Simple Query Language Reference

The simple query language allows application end users to issue more complex queries than a list of tokens. It is a heuristic, non-structured language, which attempts to do something probably-useful with any input given. It is combined with the structured YQL by using the userQuery operator.

Simple Query Syntax

Query      ::= Expr ( SPACE Expr )*
Expr       ::= Term | Prefix? '(' SimpleTerm+ ')'
Term       ::= Prefix? Field? CoreTerm Weight?
SimpleTerm ::= Field?
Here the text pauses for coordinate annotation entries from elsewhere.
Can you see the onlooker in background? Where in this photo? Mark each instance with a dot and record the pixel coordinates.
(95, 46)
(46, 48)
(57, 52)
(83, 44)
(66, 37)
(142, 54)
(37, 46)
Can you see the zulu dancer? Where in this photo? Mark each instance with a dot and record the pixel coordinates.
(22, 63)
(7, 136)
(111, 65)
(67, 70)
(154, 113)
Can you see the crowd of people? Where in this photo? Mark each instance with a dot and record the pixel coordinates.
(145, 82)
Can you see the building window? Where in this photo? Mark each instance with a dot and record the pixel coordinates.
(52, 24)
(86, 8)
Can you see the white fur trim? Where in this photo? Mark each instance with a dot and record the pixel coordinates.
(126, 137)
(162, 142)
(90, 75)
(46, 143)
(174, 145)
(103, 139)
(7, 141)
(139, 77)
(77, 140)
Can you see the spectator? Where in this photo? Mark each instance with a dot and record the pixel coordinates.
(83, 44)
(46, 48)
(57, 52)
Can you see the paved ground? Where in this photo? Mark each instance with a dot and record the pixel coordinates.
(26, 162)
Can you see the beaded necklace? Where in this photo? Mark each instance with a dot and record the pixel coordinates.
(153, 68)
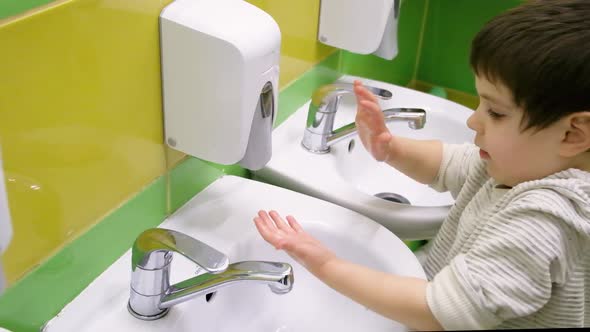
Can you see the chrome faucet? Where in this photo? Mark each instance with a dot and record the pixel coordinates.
(151, 293)
(319, 134)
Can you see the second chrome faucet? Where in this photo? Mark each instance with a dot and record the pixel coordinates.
(151, 294)
(320, 134)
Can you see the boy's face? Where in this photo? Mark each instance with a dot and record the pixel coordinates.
(512, 156)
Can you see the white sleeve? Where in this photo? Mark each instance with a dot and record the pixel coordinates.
(507, 274)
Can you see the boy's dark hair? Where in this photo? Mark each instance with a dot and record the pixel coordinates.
(541, 52)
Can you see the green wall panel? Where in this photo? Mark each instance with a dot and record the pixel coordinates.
(13, 7)
(450, 27)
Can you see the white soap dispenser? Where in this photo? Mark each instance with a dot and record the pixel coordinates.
(220, 71)
(360, 26)
(5, 226)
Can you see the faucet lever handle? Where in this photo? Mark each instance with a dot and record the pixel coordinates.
(327, 93)
(383, 94)
(158, 240)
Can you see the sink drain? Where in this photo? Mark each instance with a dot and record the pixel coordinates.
(392, 197)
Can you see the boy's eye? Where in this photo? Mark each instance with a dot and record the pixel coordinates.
(494, 115)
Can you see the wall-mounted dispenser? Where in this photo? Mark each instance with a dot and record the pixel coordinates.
(5, 228)
(360, 26)
(220, 72)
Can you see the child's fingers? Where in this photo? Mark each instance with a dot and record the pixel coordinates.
(362, 93)
(266, 231)
(281, 224)
(294, 224)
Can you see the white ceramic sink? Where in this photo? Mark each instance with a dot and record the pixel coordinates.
(221, 216)
(350, 177)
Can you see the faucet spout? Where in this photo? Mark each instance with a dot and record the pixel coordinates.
(415, 117)
(151, 294)
(278, 276)
(322, 111)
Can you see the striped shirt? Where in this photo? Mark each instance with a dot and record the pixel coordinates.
(510, 257)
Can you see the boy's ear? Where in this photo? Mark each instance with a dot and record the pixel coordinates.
(577, 135)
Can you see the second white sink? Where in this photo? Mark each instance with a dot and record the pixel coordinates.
(221, 216)
(350, 177)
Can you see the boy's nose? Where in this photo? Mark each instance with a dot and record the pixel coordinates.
(473, 123)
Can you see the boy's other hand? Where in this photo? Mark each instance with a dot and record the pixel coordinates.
(370, 123)
(289, 236)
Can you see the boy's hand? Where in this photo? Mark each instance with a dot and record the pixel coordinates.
(289, 236)
(370, 123)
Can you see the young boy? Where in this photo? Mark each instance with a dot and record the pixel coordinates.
(514, 250)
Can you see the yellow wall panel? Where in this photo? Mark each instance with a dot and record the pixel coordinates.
(80, 118)
(80, 111)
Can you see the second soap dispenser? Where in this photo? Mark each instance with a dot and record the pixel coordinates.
(220, 72)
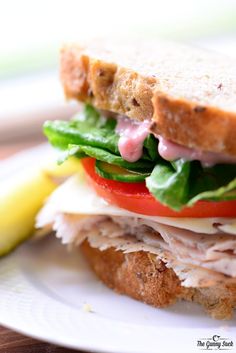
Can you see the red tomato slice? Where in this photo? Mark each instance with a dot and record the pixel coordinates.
(135, 197)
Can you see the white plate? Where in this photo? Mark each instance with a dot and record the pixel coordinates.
(44, 289)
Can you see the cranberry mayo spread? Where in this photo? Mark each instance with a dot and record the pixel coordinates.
(133, 133)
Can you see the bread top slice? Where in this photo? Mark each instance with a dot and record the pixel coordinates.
(189, 93)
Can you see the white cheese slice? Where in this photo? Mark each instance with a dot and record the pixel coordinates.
(76, 196)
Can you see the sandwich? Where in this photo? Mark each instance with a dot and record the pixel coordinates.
(153, 205)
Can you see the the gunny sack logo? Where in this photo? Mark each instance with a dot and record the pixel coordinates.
(215, 342)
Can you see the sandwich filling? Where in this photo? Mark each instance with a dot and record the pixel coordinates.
(137, 191)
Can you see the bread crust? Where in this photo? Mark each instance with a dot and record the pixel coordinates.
(141, 276)
(119, 89)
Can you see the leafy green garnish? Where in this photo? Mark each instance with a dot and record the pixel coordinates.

CoreTerm Weight?
Prefix     ::= '+' | '-'
Field      ::= ID ':'                              /* A valid field name or alias */
Weight     ::= '!'+ | '!' NUM                      /* NUM is a percentage. */
CoreTerm   ::= WORD | Phrase | NumTerm | PrefixTerm | SubstringTerm | SuffixTerm | SameElement
Phrase     ::= '"' WORD+ '"'
NumTerm    ::= NUM | '<' NUM | '>' NUM | '[' NUM? ';' NUM? ';' HITLIMIT? ']'
                                                   /* NUM is any numeric type including floating point */
                                                   /* HITLIMIT is a optional count of many hits you want as minimum from this range */
PrefixTerm    ::= WORD '*'
SubstringTerm ::= '*' WORD '*'
SuffixTerm    ::= '*' WORD
SameElement   ::= '{' Field CoreTerm ( SPACE Field CoreTerm )* '}'

Prefix searching

Prefix matching is only available for attributes. A prefix search term (e.g. 'car*') behaves like a pattern match on the given field: Documents that have a field value beginning with the given prefix are matched and returned (or not returned if the '-' syntax is used). A prefix search term does not add or change the ranking of the documents in the result set.

Term weight

The weight is either one or more ! characters, or a ! followed by an integer. The integer is a fixed point scaling number with decimal factor 100, i.e. it can be regarded as a percentage. When using repeated ! characters, the weight is increased with 50 (from a default value of 100) for each !. A weight expression may also be applied to a phrase.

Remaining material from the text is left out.